Loyalists and pieds-noirs both rebelled against governments of their supposed devotion: the UWC Strike, May 1974 and Algeria’s corresponding insurrectionary ‘Barricades Week’, January 1960. Enraged by DeGaulle’s speech foregrounding Algeria’s self-determination, pieds-noirs ultras seized government buildings, blocked downtown Algiers and killed gendarmes loyal to Paris. Locally-recruited Territorials and elements of the 10th Paras helped enforce the strike. The Guardian questioned French resolve: ‘Algiers extremists have very long experience of getting their own way’ and urged Paris to ‘eliminate the fascists settlers of Algiers’. De Gaulle faced down these ultras, disbanded the locally-recruited Unités Territoriales regiment, imprisoned its commanding officer and replaced suspect officers of the regular army. The 10th Paras, long stationed in Algiers, were replaced with the 25th, furious at being recalled from the mountains. The Guardian welcomed this as opening pieds-noirs minds to ‘other solutions besides an Algeria forever merged with France’

The UWC Strike, May 1974, opposed power-sharing and Council of Ireland, achieving both through control of power supplies, intimidating workers, a servile local BBC, and a wavering British government frustrated by generals unsupportive of government policy. The reportage presented this loyalist front as a ‘Workers Council’ (no Ulster), sympathised with unionist trauma, and ‘understood’ the army’s remarkable lack of response. Describing the Dublin bombs as a ‘raid’, editorials yet deemed the whole episode to be ‘un-bloody’ and proposed diluting power-sharing and postponing the Council of Ireland until unionist trauma subsided. There was no British DeGaulle or corresponding Barbouze agents shooting down patriot-rebels.

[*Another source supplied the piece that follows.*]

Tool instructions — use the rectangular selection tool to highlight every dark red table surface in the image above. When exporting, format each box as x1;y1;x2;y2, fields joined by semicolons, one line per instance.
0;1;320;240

The book is worth reading for the postscript alone, a brilliant evaluation of the most important writers of the conflict, Conor Cruise O’Brien and Albert Camus. Camus was an ‘Algiers Shankill boy’, child of impoverished pieds-noirs background who condemned terrorism and army repression. O’Brien famously accused Camus of ‘stylishly regurgitating propaganda’. Anderson leaves it to the reader to decide whether or not O’Brien’s framing of the Troubles as a religious squabble and rejecting the colonial legacy, was a ‘stylish regurgitation of propaganda.’